Sports in Crisis
Except, of course, this disastrous July of 2007.
Let's check in:
In the NFL, Michael Vick is about to report to court in Richmond for Federal indictments alleging unthinkable cruelty as the head of an interstate dogfighting ring.
In baseball, a BALCO chemist responsible for designing untraceable steroids has named Barry Bonds and Gary Sheffield as users, this with Bonds two home runs shy of tying Hank Aaron.
Think those two are bad? They're nothing. The NBA is facing the single worst possible scandal in sports: the corruption of officials. Referee Tim Donaghy is under investigation by the FBI for fixing games to pay off a gambling debt to the mob.
The latest on Vick is that the Falcons were planning to sit his butt for four weeks, and had in fact already drafted the letter informing him of his suspension when NFL Commissioner Roger Goodell (whom I love more and more every day) interceded, ordering Vick not to report to training camp so that the league can hold their own investigation. I'll say this: Vick is done with the Falcons, and maybe with the NFL. Even if he's found innocent, dog lovers are always going to pick Fido over Vick.
It wasn't so long ago that Michael Vick was hailed as the future of the NFL, not just as a corporate face but as a style of play. Now the face is cracked, and it's been clear for a few years that a smart pocket passer will always be more successful than Vick's freewheeling style. Honestly, if Michael Vick ever plays in the NFL again I will be genuinely surprised. That's how bad this is.
The latest on Bonds is just now breaking. BALCO chemist Patrick Arnold invented "the clear," a steroid designed to be undetectable and coincidentally introduced around the same time sluggers' bodies began inflating like balloons. The link between Arnold and Bonds isn't direct, but runs through Victor Conte, BALCO's founder, whose defense in the face of evidence is just to deny, deny, deny. No one believes Conte and no one believes Bonds. This news naturally broke overnight as commissioner Bud Selig attended a Giants game just to observe Bonds potentially tying or breaking Hank Aaron's record.

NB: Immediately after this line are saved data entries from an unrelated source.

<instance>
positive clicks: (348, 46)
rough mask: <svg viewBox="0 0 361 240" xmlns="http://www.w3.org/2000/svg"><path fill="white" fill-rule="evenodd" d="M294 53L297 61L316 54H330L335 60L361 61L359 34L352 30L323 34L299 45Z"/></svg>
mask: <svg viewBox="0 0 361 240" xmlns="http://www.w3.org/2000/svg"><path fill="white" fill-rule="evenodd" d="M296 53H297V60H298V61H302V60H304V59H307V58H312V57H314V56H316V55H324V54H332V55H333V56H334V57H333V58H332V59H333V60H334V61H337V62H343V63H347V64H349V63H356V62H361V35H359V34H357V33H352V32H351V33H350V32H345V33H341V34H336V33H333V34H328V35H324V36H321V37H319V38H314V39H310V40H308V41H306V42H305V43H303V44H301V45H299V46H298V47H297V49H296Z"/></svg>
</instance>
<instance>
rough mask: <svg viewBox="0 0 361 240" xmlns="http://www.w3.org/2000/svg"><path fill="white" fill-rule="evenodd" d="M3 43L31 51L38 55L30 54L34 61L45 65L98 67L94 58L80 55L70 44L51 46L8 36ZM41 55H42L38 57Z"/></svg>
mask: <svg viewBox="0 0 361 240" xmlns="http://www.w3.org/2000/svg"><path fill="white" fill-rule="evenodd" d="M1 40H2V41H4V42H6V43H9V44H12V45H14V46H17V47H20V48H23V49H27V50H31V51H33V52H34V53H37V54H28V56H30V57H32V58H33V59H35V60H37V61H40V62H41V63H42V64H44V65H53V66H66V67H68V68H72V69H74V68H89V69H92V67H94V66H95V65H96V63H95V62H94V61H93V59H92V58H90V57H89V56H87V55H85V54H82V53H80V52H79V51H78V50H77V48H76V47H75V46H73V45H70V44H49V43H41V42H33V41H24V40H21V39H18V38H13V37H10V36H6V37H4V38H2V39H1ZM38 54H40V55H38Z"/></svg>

What a mess this is. I don't believe that steroids in baseball are the be-all and end-all of scandal that they are presented as; pitchers are getting just as much advantage by juicing, and it takes much more than big muscles to hit home runs. However, the two most hallowed records in baseball (with apologies to Joe DiMaggio) are Maris' 61 and Aaron's 755, and it's clear that steroid users have already eclipsed the first and are on the verge of breaking the second. I don't believe in asterisks, but I don't know what baseball should do. Perhaps anyone who tests positive for steroids, corks a bat, etc. should have their records completely excised. One strike, you're out of the record books. Maybe that's the only penalty that fits the crime of compromising the game's integrity. Of course, neither Bonds nor Mark McGwire have ever tested positive. Much like Michael Vick has never been found guilty of operating a dogfighting ring.
But Bud Selig actually has it easy in comparison to Goodell and, particularly, his NBA counterpart David Stern.
An official fixing games on mob orders is the nightmare of all nightmares. The Black Sox scandal is a joke in comparison. I can not imagine a worse sports scandal than this. I feel terrible for Tim Donaghy, and hope he has loved ones near him to talk him down from the ledge, possibly literally, because he's clearly a victim of gambling addiction. This doesn't absolve him of responsibility for his actions, of course, but I feel tremendous sympathy for him. He is the most miserable man on the planet right now, and it's only just beginning.
Now every game Donaghy officiated over the past few years is under suspicion. Every championship comes with a question mark. This is the worst thing ever. It's going to hang over the NBA for years. If one ref can be fixing games, why not more? Bad calls that used to come with good-natured jeering of "Bought!" or "Fix!" now come with real and justified suspicion.
July really is a slow month in sports. The only big-league games going on are in baseball. But the sports pages still have column inches to fill, and the broadcasts have minutes to occupy. This is the worst imaginable time to have a scandal in your league, because it's going to be completely and totally exposed for the simple fact that there isn't much of anything else to talk about.
So where are we gonna go? Hockey? They shut down for a whole season a while back and can't even get on ESPN6 at this point. What are they on, OLN? I'm not even sure. All three above beleaguered leagues are in far better shape than the gasping, grasping NHL.
I recommend the Arena Football League, which has its championship game this weekend. AFL football is a blast, especially if you can see it live. But for pure sports bang-for-the-buck, most of America lives within an hour's drive of a minor-league baseball stadium. The Richmond Braves provide a really fantastic pure sports thrill 70 days a year. If you can find a single-A team to watch, that's even better. These guys are young and hungry, and the hot dogs are cheap.
If all this bothers you, I suppose you could watch the Tour de France, where half of the racers started late yesterday to protest the doping scandals that have made their sport more irrelevant than the WNBA.